DeepFakes: The Deceptive Mirage:
Deepfakes, or digitally altered videos and/or images made with the use of artificial intelligence, pose a huge internet threat. The possible ramifications of deepfake technology are concerning in India, since there is a high level of dependence on the media. Deepfakes can have far-reaching repercussions, from altering political narratives to disseminating misleading information.
Addressing the deepfake problem demands a multifaceted strategy. Media literacy programs should be integrated into the educational curriculum to assist youngsters in distinguishing between legitimate and distorted content. Furthermore, strict laws as well as technology developments are required to detect and limit the negative impact of deepfakes.
Safeguarding Children in Cyberspace
● Parental Guidance and Open Communication: Open communication and parental guidance are essential for protecting children's internet safety. It's a necessity to have open discussions about the possible consequences and appropriate internet use. Understanding the platforms and material children are consuming online, parents should actively participate in their children's online activities.
● Educational Initiatives: Comprehensive programs for digital literacy must be implemented in educational settings. Critical thinking abilities, internet etiquette, and knowledge of the risks associated with deepfakes and misinformation should all be included in these programs. Fostering a secure online environment requires giving young netizens the tools they need to question and examine digital content.

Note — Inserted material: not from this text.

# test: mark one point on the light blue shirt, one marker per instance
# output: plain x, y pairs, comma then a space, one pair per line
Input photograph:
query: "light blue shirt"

● Policies and Rules: Admitting the threats or risks posed by misuse of advanced technologies such as AI and deepfake, the Indian government is on its way to coming up with dedicated legislation to tackle the issues arising from misuse of deepfake technology by the bad actors. The government has recently come up with an advisory to social media intermediaries to identify misinformation and deepfakes and to make sure of the compliance of Information Technology (IT) Rules 2021. It is the legal obligation of online platforms to prevent the spread of misinformation and exercise due diligence or reasonable efforts are made to identify misinformation and deepfakes. Legal frameworks need to be equipped to handle the challenges posed by AI. Accountability in AI is a complex issue that requires comprehensive legal reforms. In light of various cases reported about the misuse of deepfakes and spreading such deepfake content on social media, It is advocated that there is a need to adopt and enforce strong laws to address the challenges posed by misinformation and deepfakes. Working with technological companies to implement advanced content detection tools and ensuring that law enforcement takes swift action against those who misuse technology will act as a deterrent among cyber crooks.
● Digital parenting: It is important for parents to keep up with the latest trends and digital technologies. Digital parenting includes understanding privacy settings, monitoring online activity, and using parental control tools to create a safe online environment for children.
Conclusion
As India continues to move forward digitally, protecting children in cyberspace has become a shared responsibility. By promoting digital literacy, encouraging open communication and enforcing strong laws, we can create a safer online environment for younger generations. Knowledge, understanding, and active efforts to combat misinformation and deeply entrenched myths are the keys to unlocking the safety net in the online age. Social media Intermediaries or platforms must ensure compliance under IT Rules 2021, IT Act, 2000 and the newly enacted Digital Personal Data Protection Act, 2023. It is the shared responsibility of the government, parents & teachers, users and organisations to establish safe online space for children.